Uma das maiores dívidas do brasileiro é com cartão de crédito. Ciro e Lula são os únicos candidatos que fazem menção direta ao endividamento das famílias nos programas de governo
Segundo dados da Serasa eCred, uma das maiores dívidas do brasileiro é com cartão de crédito. A maior parcela de endividados é composta por jovens de 25 a 35 anos, com renda de um a dois salários-mínimos, e gasto médio de R$ 3.000.
Quem quer que seja declarado vencedor das eleições de 2022 vai assumir a Presidência com o desafio de melhorar esses indicadores.
Em geral, os candidatos se comprometem com propostas para enfrentar o desemprego e a perda de renda, o que de certa forma tangencia os temas. No entanto, dos quatro melhores colocados nas pesquisas – que juntos representam cerca de 90% das intenções de voto – apenas Ciro Gomes (PDT) e Luiz Inácio Lula da Silva (PT) fazem menção direta ao endividamento das famílias nos programas de governo protocolados no TSE (Tribunal Superior Eleitoral).
Ciro Gomes (PDT), que está em terceiro lugar nas pesquisas de intenção de voto, mantém em seu programa uma proposta apresentada na campanha de 2018 de limpar o nome dos brasileiros do SPC/Serasa, com taxas de juros menores e prazos mais longos de pagamento. O candidato do PDT trouxe o “SPCiro” novamente para a corrida eleitoral deste ano, que consiste num refinanciamento governamental dos débitos com taxas de juros menores e prazos mais longos de pagamento.
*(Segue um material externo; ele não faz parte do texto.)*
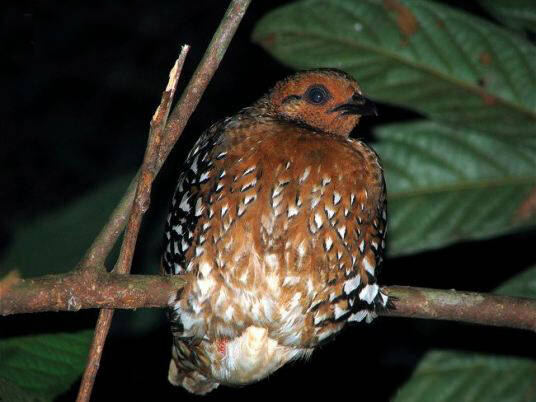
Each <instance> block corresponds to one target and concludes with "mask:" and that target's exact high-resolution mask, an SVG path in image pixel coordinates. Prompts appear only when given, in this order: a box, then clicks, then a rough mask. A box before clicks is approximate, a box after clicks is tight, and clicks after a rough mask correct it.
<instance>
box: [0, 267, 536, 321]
mask: <svg viewBox="0 0 536 402" xmlns="http://www.w3.org/2000/svg"><path fill="white" fill-rule="evenodd" d="M84 275H85V276H84ZM0 284H1V283H0ZM182 285H183V282H182V281H181V279H180V277H176V276H173V275H172V276H169V277H163V276H156V275H155V276H152V275H128V276H127V275H117V274H114V273H106V272H98V273H94V274H88V273H82V272H80V271H76V272H73V273H70V274H65V275H47V276H44V277H41V278H34V279H28V280H19V281H18V282H17V283H15V284H12V285H10V287H9V288H8V289H7V290H5V292H4V294H3V295H2V303H1V304H0V315H10V314H19V313H30V312H40V311H73V310H79V309H88V308H100V307H106V308H121V309H137V308H144V307H166V306H167V303H168V300H169V296H170V294H171V293H172V292H176V291H177V289H179V288H180V287H181V286H182ZM383 290H384V291H385V292H387V293H388V294H389V296H390V297H392V300H393V304H394V307H395V308H394V309H393V310H389V311H385V312H381V313H380V315H383V316H391V317H406V318H424V319H432V320H448V321H459V322H467V323H473V324H482V325H493V326H500V327H507V328H519V329H528V330H532V331H536V298H535V299H529V298H522V297H511V296H501V295H496V294H492V293H477V292H465V291H455V290H442V289H427V288H417V287H406V286H386V287H384V288H383Z"/></svg>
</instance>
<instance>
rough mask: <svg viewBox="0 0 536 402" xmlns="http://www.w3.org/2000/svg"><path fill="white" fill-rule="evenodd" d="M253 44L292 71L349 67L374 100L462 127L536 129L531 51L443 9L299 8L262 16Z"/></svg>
mask: <svg viewBox="0 0 536 402" xmlns="http://www.w3.org/2000/svg"><path fill="white" fill-rule="evenodd" d="M253 40H254V41H255V42H257V43H259V44H260V45H262V46H263V47H264V48H265V49H266V50H267V51H268V52H270V53H271V54H272V55H273V56H274V57H276V58H277V59H278V60H280V61H281V62H283V63H285V64H287V65H289V66H291V67H294V68H299V69H304V68H315V67H336V68H340V69H343V70H345V71H348V72H349V73H351V74H353V75H354V76H355V77H356V78H357V79H358V81H359V82H360V84H361V85H362V87H363V89H364V92H365V93H367V94H368V95H369V96H371V97H372V98H375V99H378V100H381V101H384V102H387V103H393V104H397V105H401V106H405V107H408V108H411V109H415V110H417V111H419V112H421V113H423V114H425V115H427V116H429V117H431V118H434V119H436V120H441V121H444V122H448V123H451V124H455V125H456V126H457V127H459V126H461V125H463V126H465V127H469V128H473V129H480V130H482V131H485V132H488V133H498V134H501V135H504V134H509V135H514V136H519V137H526V136H533V135H534V132H535V130H534V127H535V124H536V50H535V47H534V46H532V45H531V44H530V43H529V42H528V41H526V40H524V39H523V38H521V37H519V36H518V35H515V34H513V33H511V32H510V31H508V30H505V29H502V28H500V27H498V26H496V25H494V24H492V23H489V22H487V21H485V20H483V19H481V18H477V17H475V16H472V15H470V14H467V13H465V12H462V11H458V10H456V9H453V8H451V7H448V6H445V5H441V4H437V3H435V2H432V1H424V0H412V1H407V0H386V1H383V2H380V1H375V0H305V1H299V2H295V3H292V4H289V5H287V6H284V7H281V8H279V9H276V10H275V11H272V12H271V13H269V14H268V15H266V16H265V17H264V18H262V19H261V20H260V22H259V23H258V24H257V27H256V29H255V31H254V33H253Z"/></svg>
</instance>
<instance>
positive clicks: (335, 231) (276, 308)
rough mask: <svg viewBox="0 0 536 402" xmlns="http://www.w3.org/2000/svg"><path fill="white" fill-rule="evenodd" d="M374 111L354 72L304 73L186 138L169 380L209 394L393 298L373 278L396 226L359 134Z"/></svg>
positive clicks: (173, 229)
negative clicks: (387, 208)
mask: <svg viewBox="0 0 536 402" xmlns="http://www.w3.org/2000/svg"><path fill="white" fill-rule="evenodd" d="M369 115H377V111H376V107H375V105H374V103H373V102H372V101H371V100H369V99H368V98H367V97H365V96H364V95H363V93H362V91H361V88H360V86H359V85H358V83H357V81H356V80H355V79H354V78H353V77H352V76H351V75H349V74H348V73H346V72H343V71H341V70H337V69H331V68H322V69H314V70H305V71H300V72H297V73H295V74H294V75H291V76H289V77H287V78H285V79H283V80H281V81H279V82H277V83H276V84H275V86H274V87H273V88H272V89H271V90H269V91H268V92H267V93H266V94H265V95H264V96H262V97H261V98H260V99H259V100H257V101H256V102H255V103H253V104H252V105H251V106H249V107H245V108H244V109H242V110H240V111H239V112H238V113H237V114H235V115H234V116H232V117H228V118H225V119H223V120H221V121H220V122H217V123H215V124H213V125H212V126H211V127H210V128H208V129H207V130H206V131H205V132H204V133H203V134H202V135H201V136H200V137H199V139H198V140H197V142H196V143H195V144H194V146H193V147H192V149H191V150H190V152H189V154H188V156H187V158H186V160H185V162H184V164H183V166H182V168H181V172H180V175H179V179H178V182H177V185H176V188H175V191H174V194H173V197H172V201H171V206H170V210H169V214H168V216H167V221H166V223H165V231H164V243H163V255H162V269H163V271H164V273H165V274H166V275H181V277H183V278H184V279H185V285H184V287H183V288H181V289H180V290H178V291H177V292H174V293H173V294H172V295H171V297H170V300H169V308H168V317H169V320H170V323H171V332H172V335H173V345H172V358H171V361H170V367H169V375H168V379H169V381H170V382H171V383H172V384H174V385H178V386H182V387H184V388H185V389H186V390H187V391H189V392H192V393H195V394H199V395H204V394H206V393H208V392H210V391H212V390H214V389H215V388H216V387H218V386H219V385H220V384H224V385H227V386H241V385H245V384H249V383H253V382H256V381H259V380H261V379H263V378H265V377H267V376H268V375H270V374H271V373H273V372H274V371H276V370H277V369H279V368H280V367H281V366H283V365H284V364H285V363H287V362H289V361H292V360H295V359H299V358H305V359H307V358H308V357H309V356H310V355H311V353H312V352H313V350H314V349H315V348H316V347H317V346H319V345H321V344H323V343H325V342H327V341H329V340H331V339H332V338H333V336H334V335H335V334H336V333H338V332H339V331H341V330H342V329H343V328H344V327H345V326H347V324H349V323H353V322H360V321H366V322H370V321H371V320H372V319H373V318H375V317H376V315H377V312H378V311H380V310H381V309H385V308H387V307H388V302H390V299H389V298H388V296H387V294H386V293H385V292H384V291H382V289H381V288H380V287H379V285H378V282H377V273H378V270H379V269H380V267H381V265H382V260H383V251H384V248H385V235H386V226H387V209H386V187H385V180H384V175H383V168H382V165H381V162H380V159H379V157H378V155H377V154H376V152H375V151H374V150H373V149H371V148H370V147H369V146H368V145H366V144H365V143H364V142H362V141H360V140H357V139H353V138H350V137H349V135H350V133H351V132H352V130H353V129H354V128H355V127H356V126H357V125H358V123H359V120H360V119H361V117H363V116H369Z"/></svg>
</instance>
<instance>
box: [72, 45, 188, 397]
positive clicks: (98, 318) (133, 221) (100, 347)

A campanha do ex-presidente Lula, por sua vez, tem propostas para renegociar as dívidas de famílias e empresas. O plano de governo protocolado no TSE diz que a ideia é fazer isso por meio dos bancos públicos e de incentivos para que as instituições privadas ofereçam condições adequadas aos devedores. A proposta envolve duas frentes de atuação: uma para as dívidas bancárias e outra para as dívidas não-bancárias, que incluem redes de varejo, serviços de água, luz, gás e telefone.
No caso das dívidas bancárias, o objetivo é incentivar as instituições a reconsiderar descontos, prazos e custos para o pagamento em modalidades como cartão de crédito, cheque especial e empréstimos. Isso seria feito por meio da disponibilização de uma parte dos depósitos compulsórios que os bancos fazem junto ao Banco Central.
Para enfrentar as dívidas não-bancárias, Lula anunciou o programa “Desenrola, Brasil”, cuja proposta é criar condições para que consumidores com dívidas em atraso e já incluídos em cadastros negativos possam renegociar seus débitos e limpar o nome.
O presidente Jair Bolsonaro (PL) não apresentou oficialmente um plano para enfrentar a inadimplência ou as dívidas dos lares. De acordo com um integrante da campanha, o candidato à reeleição não propõe um perdão, desconto ou refinanciamento de débitos contraídos.